Solved – Cross-entropy for comparing images

cross entropyentropyimage processingmachine learning

Suppose we have two greyscale images which are flattened to 1d arrays: $y=(y_1, y_2, \ldots, y_n)$ and $\hat{y} = (\hat{y}_1, \hat{y}_2, \ldots, \hat{y}_n)$ with pixel values in $[0,1]$. How exactly do we use cross-entropy to compare these images?

The definition of cross entropy leads me to believe that we should compute $$-\sum_{i} y_i \log \hat{y}_i,$$ but in the machine learning context I usually see loss functions using "binary" cross entropy, which I believe is $$ -\sum_i y_i \log \hat{y}_i – \sum_i (1-y_i) \log (1-\hat{y}_i).$$

Can someone please clarify this for me?

Best Answer

The cross-entropy between a single label and prediction would be

$$L = -\sum_{c \in C} y_{c} \log \hat y_{c}$$

where $C$ is the set of all classes. This is the first expression in your post. However, we need to sum over all pixels in an image to apply this:

$$L = -\sum_{i \in I} \sum_{c \in C} y_{i,c} \log \hat y_{i,c}$$

where $I$ is the set of pixels in an image and with $y_{i,c}$ being an indicator variable for whether the $i$th pixel is in class $c$.

In the binary case, we only have two classes: $0$ and $1$.

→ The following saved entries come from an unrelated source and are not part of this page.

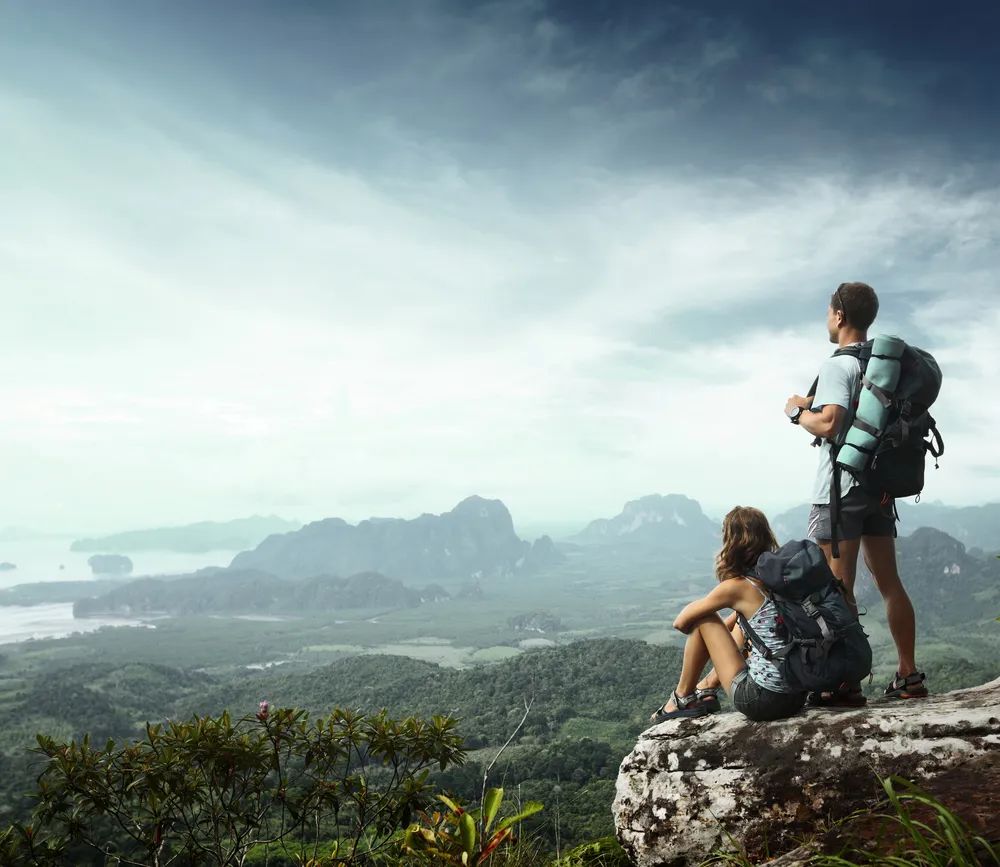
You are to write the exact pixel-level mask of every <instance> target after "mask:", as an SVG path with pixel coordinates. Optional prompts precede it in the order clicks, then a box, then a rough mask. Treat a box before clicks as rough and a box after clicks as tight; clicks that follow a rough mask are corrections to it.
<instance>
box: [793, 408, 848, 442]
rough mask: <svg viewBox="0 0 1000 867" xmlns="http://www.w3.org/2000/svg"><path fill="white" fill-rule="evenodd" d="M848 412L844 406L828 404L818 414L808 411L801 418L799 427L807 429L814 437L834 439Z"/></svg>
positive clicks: (801, 416)
mask: <svg viewBox="0 0 1000 867" xmlns="http://www.w3.org/2000/svg"><path fill="white" fill-rule="evenodd" d="M846 412H847V410H845V409H844V408H843V407H842V406H837V404H835V403H828V404H827V405H826V406H824V407H823V408H822V409H819V410H817V411H816V412H810V411H809V410H806V411H805V412H803V413H802V415H800V416H799V427H801V428H805V429H806V430H807V431H809V433H811V434H812V435H813V436H817V437H822V438H823V439H825V440H826V439H832V438H833V437H834V435H835V434H836V433H837V431H839V430H840V425H841V423H842V422H843V421H844V415H845V413H846Z"/></svg>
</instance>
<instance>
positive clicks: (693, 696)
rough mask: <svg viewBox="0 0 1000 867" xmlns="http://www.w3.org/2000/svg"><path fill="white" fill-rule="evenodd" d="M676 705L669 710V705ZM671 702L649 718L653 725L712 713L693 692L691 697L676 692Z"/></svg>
mask: <svg viewBox="0 0 1000 867" xmlns="http://www.w3.org/2000/svg"><path fill="white" fill-rule="evenodd" d="M670 701H672V702H673V703H674V709H673V710H667V704H670ZM670 701H668V702H667V703H666V704H662V705H660V706H659V707H658V708H657V709H656V710H655V711H653V713H652V714H651V715H650V717H649V721H650V722H652V723H661V722H666V721H667V720H668V719H680V718H682V717H697V716H705V715H706V714H708V713H711V711H710V710H709V709H708V708H707V707H705V705H704V703H703V702H701V701H699V699H698V693H697V692H692V693H691V694H690V695H678V694H677V693H676V692H674V693H673V695H671V697H670Z"/></svg>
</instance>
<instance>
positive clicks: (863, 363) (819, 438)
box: [807, 344, 881, 559]
mask: <svg viewBox="0 0 1000 867" xmlns="http://www.w3.org/2000/svg"><path fill="white" fill-rule="evenodd" d="M866 349H867V350H868V351H867V352H866V351H865V350H866ZM839 355H850V356H853V357H854V358H856V359H858V363H859V364H860V365H861V367H862V370H861V376H862V382H864V381H865V379H867V377H866V376H865V370H864V368H866V367H867V366H868V364H867V362H868V357H870V355H871V344H867V346H861V345H858V344H852V345H851V346H841V347H839V348H838V349H837V350H836V351H835V352H834V353H833V355H831V356H830V357H831V358H836V357H837V356H839ZM863 356H864V358H863ZM818 386H819V377H818V376H817V377H816V379H814V380H813V384H812V386H810V388H809V394H808V395H807V396H808V397H814V396H815V394H816V389H817V387H818ZM880 391H881V390H880ZM876 396H877V395H876ZM822 443H823V438H822V437H816V438H815V439H813V441H812V444H813V445H814V446H818V445H822ZM830 450H831V451H830V465H831V474H832V476H831V479H830V553H831V554H832V555H833V557H834V558H835V559H837V558H839V557H840V544H839V542H838V540H837V524H838V523H839V522H840V473H839V472H838V471H837V454H838V453H839V451H840V449H839V448H837V449H835V448H834V445H833V442H832V441H831V442H830Z"/></svg>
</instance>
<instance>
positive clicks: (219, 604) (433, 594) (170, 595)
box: [73, 568, 448, 618]
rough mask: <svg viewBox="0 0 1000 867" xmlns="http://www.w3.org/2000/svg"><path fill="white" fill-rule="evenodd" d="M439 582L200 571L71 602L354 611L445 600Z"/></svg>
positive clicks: (386, 578)
mask: <svg viewBox="0 0 1000 867" xmlns="http://www.w3.org/2000/svg"><path fill="white" fill-rule="evenodd" d="M447 598H448V593H447V592H446V591H445V590H444V589H442V588H441V587H438V586H436V585H431V586H428V587H424V588H419V589H418V588H413V587H407V586H406V585H404V584H403V583H402V582H401V581H397V580H396V579H393V578H387V577H386V576H385V575H380V574H378V573H377V572H365V573H361V574H358V575H352V576H351V577H349V578H338V577H334V576H328V575H322V576H317V577H313V578H308V579H305V580H302V581H289V580H286V579H283V578H277V577H275V576H274V575H269V574H267V573H266V572H259V571H257V570H254V569H214V568H209V569H202V570H200V571H199V572H196V573H195V574H193V575H189V576H187V577H184V578H175V579H172V580H164V579H161V578H142V579H139V580H137V581H131V582H129V583H128V584H125V585H122V586H119V587H116V588H114V589H112V590H110V591H109V592H106V593H104V594H102V595H101V596H97V597H95V598H91V599H79V600H77V601H76V602H75V603H74V604H73V616H74V617H80V618H83V617H106V616H115V617H148V616H153V615H170V616H172V617H181V616H185V615H205V614H223V615H238V614H301V613H303V612H309V613H323V612H334V611H342V610H350V609H359V608H365V609H379V610H382V609H384V610H390V609H398V608H415V607H416V606H418V605H421V604H423V603H425V602H436V601H438V600H441V599H447Z"/></svg>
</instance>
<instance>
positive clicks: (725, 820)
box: [613, 678, 1000, 867]
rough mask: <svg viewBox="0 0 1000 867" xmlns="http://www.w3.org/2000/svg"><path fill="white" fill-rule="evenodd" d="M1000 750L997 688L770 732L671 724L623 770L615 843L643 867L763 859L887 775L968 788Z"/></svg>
mask: <svg viewBox="0 0 1000 867" xmlns="http://www.w3.org/2000/svg"><path fill="white" fill-rule="evenodd" d="M998 750H1000V678H998V679H997V680H994V681H992V682H991V683H988V684H985V685H984V686H981V687H976V688H973V689H965V690H957V691H955V692H951V693H946V694H943V695H938V696H931V697H929V698H927V699H922V700H919V701H908V702H896V703H887V702H886V703H879V702H873V703H872V704H870V705H869V706H868V707H867V708H864V709H860V710H849V711H844V710H838V711H833V710H828V709H811V710H806V711H803V712H802V713H800V714H798V715H796V716H794V717H792V718H791V719H787V720H779V721H776V722H770V723H754V722H751V721H749V720H748V719H746V718H745V717H744V716H743V715H742V714H738V713H725V714H713V715H710V716H706V717H701V718H697V719H680V720H670V721H668V722H665V723H662V724H660V725H657V726H653V727H652V728H650V729H647V730H646V731H645V732H643V733H642V735H641V736H640V738H639V741H638V743H637V744H636V746H635V748H634V749H633V750H632V752H631V753H630V754H629V755H628V756H626V757H625V759H624V760H623V762H622V764H621V768H620V771H619V775H618V783H617V791H616V796H615V801H614V806H613V812H614V816H615V824H616V828H617V834H618V839H619V840H620V841H621V843H622V846H623V847H624V848H625V850H626V852H628V854H629V856H630V858H631V859H632V862H633V863H634V864H636V865H637V867H663V865H674V864H677V865H681V864H697V863H699V862H700V861H702V860H703V859H704V858H706V857H707V856H708V855H710V854H711V853H712V852H713V851H715V850H718V849H720V848H732V847H733V846H734V845H739V846H741V847H743V848H745V850H746V852H747V853H748V855H749V856H750V857H751V858H752V859H759V860H766V857H767V856H770V857H775V856H777V855H780V854H781V853H783V852H789V851H791V850H793V849H795V848H796V847H798V846H800V845H801V844H802V842H803V840H804V839H808V838H809V837H810V836H815V835H816V834H817V833H818V831H819V830H820V829H822V828H823V827H825V826H827V825H828V824H829V823H830V822H832V821H836V820H839V819H842V818H844V817H846V816H848V815H850V814H852V813H853V812H855V811H857V810H859V809H864V808H866V807H868V806H870V805H871V804H872V803H873V802H874V800H875V798H876V795H877V793H878V791H879V783H878V777H880V776H881V777H884V776H888V775H891V774H896V775H899V776H902V777H905V778H907V779H910V780H915V781H917V782H919V783H922V782H925V781H930V780H933V779H934V778H936V777H938V776H940V775H948V776H950V777H953V778H957V779H959V780H960V779H961V778H962V772H963V769H967V771H968V774H967V776H968V777H969V781H968V786H969V788H970V789H971V788H973V787H975V786H976V785H977V780H978V779H980V778H981V770H980V767H979V766H980V765H981V761H980V760H981V759H983V758H984V757H988V758H989V759H990V760H993V759H995V758H996V753H997V751H998ZM991 764H992V762H991ZM954 785H957V786H958V787H959V788H961V785H962V784H961V782H959V783H957V784H954ZM970 809H971V808H970Z"/></svg>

$$L = -\sum_{i \in I} \left( y_{i,0} \log \hat y_{i,0} + y_{i,1} \log \hat y_{i,1} \right)$$

Since $y_{i,0} + y_{i,1}$ must necessarily sum to 1, we can also just drop the class indices and denote $y_i = y_{i,0}$ and $1-y_i = y_{i,1}$.

$$L = -\sum_{i \in I} \left( y_i \log \hat{y_i} + (1-y_i) \log (1-\hat y_i) \right)$$

This is where the second equation in your post comes from.